Who is Marco Castellana and what is his role at Azure AI?
-Marco Castellana is the VP Products of Azure AI. He is also their designated AI futurist, responsible for showcasing and discussing futuristic AI capabilities.
What is the significance of Azure AI Studio's general availability mentioned in the presentation?
-Azure AI Studio's general availability signifies that it is now fully launched and accessible to users. It is a platform where users can utilize various AI services and capabilities, including the latest models and tools.
What is the relationship between Azure AI and Open AI as discussed in the presentation?
-Azure AI and Open AI are best friends in the context of the presentation, indicating a strong partnership.
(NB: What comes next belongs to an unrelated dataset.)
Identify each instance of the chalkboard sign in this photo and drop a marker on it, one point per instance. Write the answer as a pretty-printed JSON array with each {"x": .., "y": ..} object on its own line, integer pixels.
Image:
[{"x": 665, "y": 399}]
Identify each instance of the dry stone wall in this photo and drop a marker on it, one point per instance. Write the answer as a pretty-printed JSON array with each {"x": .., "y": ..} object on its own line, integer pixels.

Azure AI offers Open AI's foundation models through Azure Open AI, providing access to some of the world's best and most tested models.
What does GT4-O stand for and what are its capabilities?
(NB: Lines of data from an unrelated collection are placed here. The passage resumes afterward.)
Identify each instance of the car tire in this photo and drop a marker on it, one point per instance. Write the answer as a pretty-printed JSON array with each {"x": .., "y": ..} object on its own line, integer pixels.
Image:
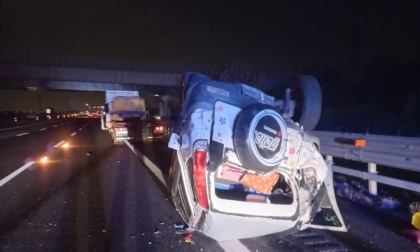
[
  {"x": 259, "y": 137},
  {"x": 309, "y": 102}
]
-GT4-O stands for GPT 4 Omni, which is an Omni model capable of handling speech, vision, and language all within the same model. However, as of the presentation, speech support is not yet available in the model.
How does the vision capability of GPT 4 O assist users in filtering data?
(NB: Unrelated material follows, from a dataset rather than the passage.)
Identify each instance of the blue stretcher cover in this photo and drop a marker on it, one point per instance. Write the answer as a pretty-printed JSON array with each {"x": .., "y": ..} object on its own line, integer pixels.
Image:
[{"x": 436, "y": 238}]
-The vision capability of GPT 4 O can interpret screenshots, such as a Power BI screen, and provide instructions on how to filter data, like narrowing down to a specific country like Canada.
What is the Seeing AI application and how does it utilize AI for accessibility?
-The Seeing AI application is an AI tool that can read menus and other visual content, providing information to users, especially those with visual impairments. It can suggest vegan options on a menu or answer specific questions about menu items.
What is the new video translator service introduced in the presentation?
-The new video translator service is an AI feature that can translate videos into other languages while maintaining the original speaker's voice and intonation. This service is useful for advertising, training videos, and other multilingual content needs.
What are the Phi 3 models and how do they differ from the larger foundation models?
-The Phi 3 models are a family of smaller AI models that include variants like Phi 3 Mini, Phi 3 Medium, and Phi 3 Vision. They are lower in latency and can be run locally on edge devices, unlike the larger foundation models that require substantial computational power.
How does Azure AI Studio's evaluation capability help in assessing AI responses?
-Azure AI Studio's evaluation capability runs questions in bulk, retrieves answers, and tracks documents used to calculate metrics like groundedness, relevance, and retrieval score. This helps in determining the accuracy and appropriateness of AI responses.
What is the role of content safety and responsible AI in the development of AI applications?
-Content safety and responsible AI practices, such as those provided by Azure AI Content Safety, are crucial in filtering harmful content and ensuring that AI applications behave ethically and responsibly, preventing issues like hate speech or violence.
How can AI agents assist in complex tasks like data analysis or coding?
-AI agents can autonomously execute complex processes, including writing and running code, analyzing data, and generating reports. They can handle long-running tasks with memory, allowing them to pick up where they left off and adjust to new inputs or corrections.
What is Muse Chat and how does it integrate with Unity?
-Muse Chat is an AI-driven chat interface that provides answers to questions about Unity Engine and its product ecosystem. It is integrated with Unity, allowing users to get real-time assistance and generate code snippets directly within the Unity editor.
What are the benefits of using Muse in Unity for animation?
-Muse in Unity allows for quick generation of animations based on textual prompts, reducing the time and effort required for traditional animation techniques. It also enables users to make editable changes to the generated animations for fine-tuning.
How does the generative AI hackathon contribute to the development of new AI applications?
-The generative AI hackathon encourages innovation by providing a platform for developers to create and showcase new AI applications. The event led to the development of applications like Chat Edu, a student tutoring app, which won the first place and demonstrated the potential of AI in education.